Players do; NPCs watch. It's no fun to watch an NPC do something cool. If it's a cool thing, let the player do it. If it's a boring or mundane thing, don't even let the player think about it - let an NPC do it.

Have you patted your player on the back today? Constant rewards will drive players onward. Make sure you reward players regularly. And make sure the rewards get more impressive as the game goes on.

Players get smarter so games get harder. Make sure game difficulty escalates as players become more accustomed to your interface and more familiar with your world.
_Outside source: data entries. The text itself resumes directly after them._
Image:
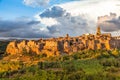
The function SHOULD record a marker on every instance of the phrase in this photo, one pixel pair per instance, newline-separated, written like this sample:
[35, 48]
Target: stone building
[61, 45]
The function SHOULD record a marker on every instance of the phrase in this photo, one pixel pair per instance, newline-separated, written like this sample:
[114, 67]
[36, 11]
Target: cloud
[79, 17]
[22, 29]
[64, 22]
[53, 12]
[35, 3]
[109, 22]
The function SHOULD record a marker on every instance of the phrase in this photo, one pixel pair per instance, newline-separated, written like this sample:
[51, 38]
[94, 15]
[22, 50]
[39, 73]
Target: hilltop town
[65, 45]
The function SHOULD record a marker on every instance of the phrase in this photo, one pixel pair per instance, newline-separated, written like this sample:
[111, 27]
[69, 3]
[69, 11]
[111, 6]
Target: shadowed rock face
[58, 46]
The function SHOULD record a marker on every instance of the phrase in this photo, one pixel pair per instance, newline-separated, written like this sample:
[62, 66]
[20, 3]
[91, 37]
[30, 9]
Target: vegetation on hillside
[83, 65]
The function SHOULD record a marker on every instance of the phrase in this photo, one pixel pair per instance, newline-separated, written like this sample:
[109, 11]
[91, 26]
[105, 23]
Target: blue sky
[54, 18]
[10, 9]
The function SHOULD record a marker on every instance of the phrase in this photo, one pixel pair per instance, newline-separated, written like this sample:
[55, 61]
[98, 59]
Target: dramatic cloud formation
[36, 3]
[53, 12]
[75, 18]
[109, 23]
[78, 17]
[65, 22]
[22, 29]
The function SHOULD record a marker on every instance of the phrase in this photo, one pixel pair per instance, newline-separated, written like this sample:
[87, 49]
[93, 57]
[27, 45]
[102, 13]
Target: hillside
[81, 65]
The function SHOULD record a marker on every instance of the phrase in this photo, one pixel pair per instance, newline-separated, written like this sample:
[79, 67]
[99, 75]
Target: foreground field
[83, 65]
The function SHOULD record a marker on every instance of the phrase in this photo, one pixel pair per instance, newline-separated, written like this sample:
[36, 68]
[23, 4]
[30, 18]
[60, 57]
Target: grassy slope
[105, 66]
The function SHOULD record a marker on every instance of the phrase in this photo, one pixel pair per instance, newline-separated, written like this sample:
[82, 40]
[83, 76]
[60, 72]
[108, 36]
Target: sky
[55, 18]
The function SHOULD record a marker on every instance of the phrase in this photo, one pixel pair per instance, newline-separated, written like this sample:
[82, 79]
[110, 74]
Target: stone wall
[58, 46]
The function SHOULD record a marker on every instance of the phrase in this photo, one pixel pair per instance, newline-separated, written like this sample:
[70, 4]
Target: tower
[98, 32]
Make sure you reward the player by making him or her more powerful as the game goes on.

Think 3D. A 3D map cannot be laid out on graph paper. It has to take into account things over the player's head and under the player's feet. If there's no need to look up and down - constantly - make a 2D game!

Are You Connected? Maps in a 3D game world must feature massive interconnectivity. Tunnels that go direct from Point A to Point B are bad; loops (horizontal and vertical) and areas with multiple entrance and exit points are good.
HullBreach
QUOTE (Wounded Ronin @ Feb 28 2007, 09:06 PM)
Think 3D. A 3D map cannot be laid out on graph paper. It has to take into account things over the player's head and under the player's feet. If there's no need to look up and down - constantly - make a 2D game!

This one is a pain in the butt for us GM's. Ive been trying to come up with a good solution to this for 10+ years and have tried many, many things in vain.

One of the best I found involved a large kit of childrens wooden blocks and 2 colors of little plastic army men. It wasn't the most portable rig in the world, but it worked pretty well, and we could improvise other props and things on the fly without much effort.
nezumi
One thing I've been learning, having the NPCs save the day isn't always a bad thing. My wife is playing a single player game I'm running, and last night her character was traveling with two other major NPCs, both of whom are supposed to be much more powerful than her and are related to her by marriage, when they were caught up in a huge battle. She said that some of the coolest scenes were where she was busy with some other challenge, and the two NPCs did something awesome, or another NPC swept in suddenly and unexpectedly to change the course of the battle, etc. All of the NPCs had bigger roles than she did (although she still had plenty of challenges on her own). On the other hand, when trouble comes up and the NPCs 'watch' (or are caught up with their own issues), she gets frustrated.

So that rule can certainly be taken too far. The rule is know your players, know your game. In a deadly game especially, PCs may want the NPCs to carry more of a burden.